Her point was that she never intended to demonise domestic helpers and that it was unfair to her to be quoting from her words under a headline that includes the word “demonise”.

We accept that at the very least, it was a borderline call by the writer. The writer feels that this blogger doesn’t fully belong in an article that highlights much worse examples of online ‘demonisation’. After all, her same post also said: “I refuse to be one of those women who lets one bad experience sour her on helpers overall or to start painting all helpers with the brush of a bad apple.  But right now, I just don’t want a stranger in my home,” which we ought to have highlighted equally. We regret this omission.

However, the main thrust of our article was about how easy it was for employers’ postings on the internet to be become or be used as material that stereotype and derogate foreign domestic workers. To research this article, the writer Farah spent a long time online surfing around as if she was a new mum to Singapore looking for advice on hiring a maid. The object wasn’t to ‘demonise’ this blogger but to make the point of how easy it is for employers to publish whatever we feel about maids without a worry about the repercussions of what is posted.

Farah says: “There are a couple of points to make about this: whatever you post online becomes searchable.
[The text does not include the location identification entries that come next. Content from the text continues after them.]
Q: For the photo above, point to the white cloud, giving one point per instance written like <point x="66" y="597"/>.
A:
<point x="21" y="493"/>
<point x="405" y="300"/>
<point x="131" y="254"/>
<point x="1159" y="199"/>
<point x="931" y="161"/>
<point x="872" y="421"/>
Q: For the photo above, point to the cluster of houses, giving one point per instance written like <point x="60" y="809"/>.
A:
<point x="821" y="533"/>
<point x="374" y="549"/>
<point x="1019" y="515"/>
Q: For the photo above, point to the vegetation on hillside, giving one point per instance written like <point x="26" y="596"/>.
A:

I surfed as a mum and found this post in which she recounts in exhaustive detail an act of betrayal by her maid and the subsequent termination.”

It might have started off as a stand-alone post, but it invites a lot of comments about maids that don’t necessarily reflect the writer’s own ideas. And that’s why it was included in the article: these are the writings that a new mum would see when considering hiring a maid. Taken together, they strongly shape the perception of employers, a perception that is probably extremely unfair to the vast majority of domestic helpers who are honest and loyal.

Farah says: “Comments in blogs can and should be moderated; newspapers regularly switch off comment streams to avoid this problem. So in posting about one bad experience, many more are shared and become permanent archives of the ‘maid betrayal’ theme online. Bloggers do know that when they post they are doing so in a public space, and they can switch off comments to avoid this happening.

“My post wasn’t setting out to demonise this mum, and she clearly is someone who cares a lot about the livelihood of her maid, and has written constructively about the employer-maid dynamic in Singapore. My objective was to highlight something else that happens when employers post online about their bad experiences with their maids: the snowballing of bad story after bad story with no right of reply.”

It is not TWC2 policy to remove content from our blog on request, unless what has been written is demonstrably false.  In this case, the one-line reference to Expat Bostonians in our article is not false, but quite supportable given the thrust of the article’s argument, as explained above. The complainant said her article was not intended to ‘demonise’ domestic workers. Reviewing her article closely, we agree. But unfortunately, it could be read as, had the effect of being, and was followed by comments that were, derogatory towards domestic helpers – which was exactly our point.